The transition from childhood to womanhood is essential in almost any culture. However, Hispanics mark that occasion with a traditional celebration known as a Quinceanera, or Sweet 15.
That time in a woman's life is celebrated and marked by the Hispanic community with a Quinceañera. It isn't clear if the tradition started from the Spanish or the Aztecs, but to this day, it is part of the Mexican, Central, and South American cultures.
"It wasn't until I did my confirmation that I was convinced I wanted my quinceañera," said Lezly Macias.
Traditionally, planning for a Quinseañera takes months, if not years. The quinseañera starts her special day with mass, typically at a catholic church. Before the celebration, the quinseañera has to be baptized and held her first communion and confirmation. She is then allowed to receive a special blessing from the priest as she enters adulthood on her special day.

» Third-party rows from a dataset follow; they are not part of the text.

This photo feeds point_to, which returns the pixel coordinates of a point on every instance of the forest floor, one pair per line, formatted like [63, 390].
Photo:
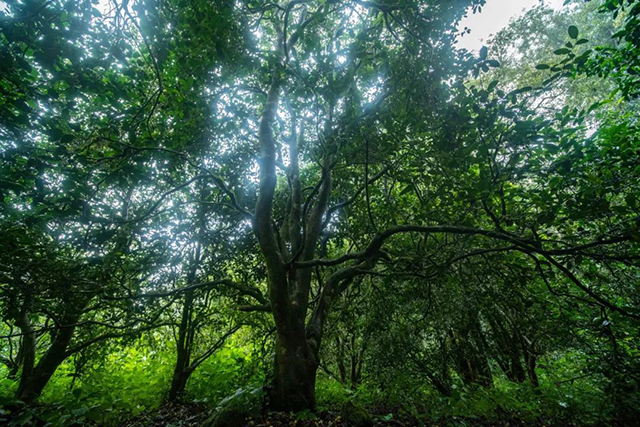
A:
[194, 415]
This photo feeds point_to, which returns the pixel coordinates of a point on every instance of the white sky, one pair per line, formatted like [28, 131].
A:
[495, 15]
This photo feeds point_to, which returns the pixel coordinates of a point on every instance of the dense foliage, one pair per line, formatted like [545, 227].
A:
[318, 205]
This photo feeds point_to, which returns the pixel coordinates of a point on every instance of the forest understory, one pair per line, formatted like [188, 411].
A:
[229, 213]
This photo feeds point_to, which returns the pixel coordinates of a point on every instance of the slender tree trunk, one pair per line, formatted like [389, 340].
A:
[180, 371]
[31, 386]
[27, 352]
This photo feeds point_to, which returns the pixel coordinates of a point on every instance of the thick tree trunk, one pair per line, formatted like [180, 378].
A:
[178, 383]
[31, 386]
[294, 380]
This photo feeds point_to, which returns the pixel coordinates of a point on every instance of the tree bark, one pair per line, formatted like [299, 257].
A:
[294, 376]
[31, 385]
[180, 371]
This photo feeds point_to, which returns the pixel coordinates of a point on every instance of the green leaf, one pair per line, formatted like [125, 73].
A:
[483, 53]
[561, 51]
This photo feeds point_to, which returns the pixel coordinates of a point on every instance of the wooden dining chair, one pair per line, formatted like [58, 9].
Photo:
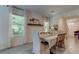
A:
[60, 40]
[59, 43]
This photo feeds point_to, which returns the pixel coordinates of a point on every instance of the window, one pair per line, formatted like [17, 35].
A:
[17, 25]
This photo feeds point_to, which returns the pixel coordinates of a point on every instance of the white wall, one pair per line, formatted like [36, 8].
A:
[31, 28]
[55, 18]
[4, 26]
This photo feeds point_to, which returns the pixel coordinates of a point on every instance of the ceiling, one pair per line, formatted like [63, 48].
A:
[49, 9]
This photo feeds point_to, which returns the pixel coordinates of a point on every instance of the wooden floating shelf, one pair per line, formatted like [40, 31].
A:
[34, 24]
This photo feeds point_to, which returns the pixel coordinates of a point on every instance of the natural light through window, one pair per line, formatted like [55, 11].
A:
[17, 25]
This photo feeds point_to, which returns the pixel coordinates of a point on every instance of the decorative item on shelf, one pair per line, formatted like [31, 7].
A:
[34, 21]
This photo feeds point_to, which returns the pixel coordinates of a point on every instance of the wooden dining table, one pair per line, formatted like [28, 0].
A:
[51, 39]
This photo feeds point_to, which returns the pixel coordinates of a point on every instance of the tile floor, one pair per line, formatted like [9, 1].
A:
[72, 47]
[23, 49]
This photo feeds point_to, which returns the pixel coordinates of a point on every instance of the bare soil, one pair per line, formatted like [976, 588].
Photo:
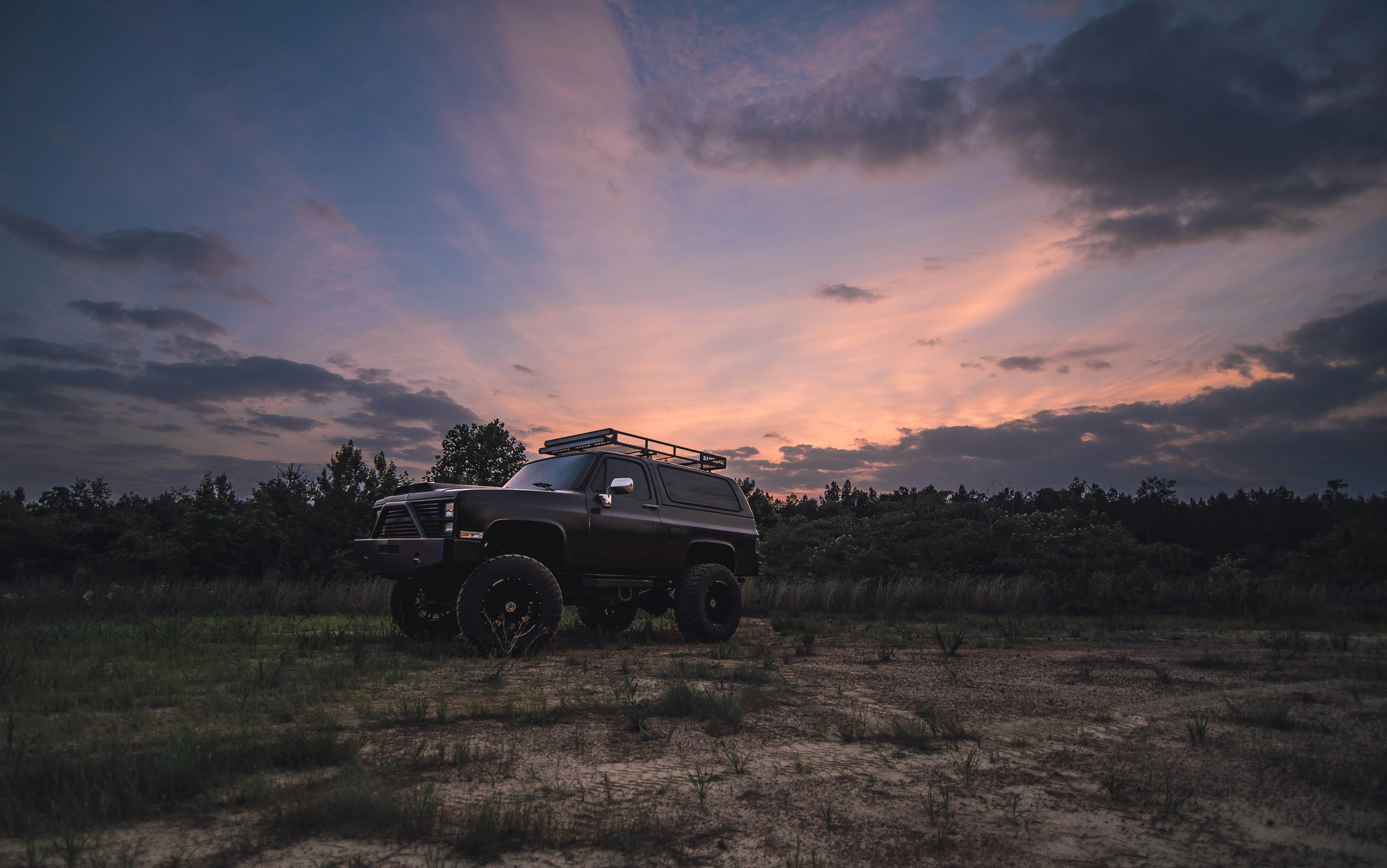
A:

"It's a lifetime event, and I want to live it. I want to see the experience and what everyone is talking about. I prepared for several months for one special day," said Lezly Macias.
The milestone celebration typically costs anywhere from $5,000 to $20,000, depending on how extravagant, causing many to compare it to a wedding. The entire festivity is filled with joy and celebration throughout the day, sharing spiritual and emotional moments composed of several events that take place throughout the day. Lezly Macias wanted to share her special day and milestone by choosing to donate her quinceañera items to the Idaho State Museum.
"So now we can better tell the story of the people of Idaho. So we are always looking for donations that better represent the people around us and the people of Idaho," said Liz Hobson, Museum Administrator for the Idaho State Museum.
The first-of-its-kind bilingual Quinseañera Pop-up exhibit in the Canyon Gallery will continue to showcase Lezly's items through Hispanic Heritage month, allowing others to learn more about the tradition.
"As a growing Latina, I have dealt with a lot of stuff. And it's nice to let the community know we are here, we are strong, and that's what I like about the Hispanic community," said Lezly Macias.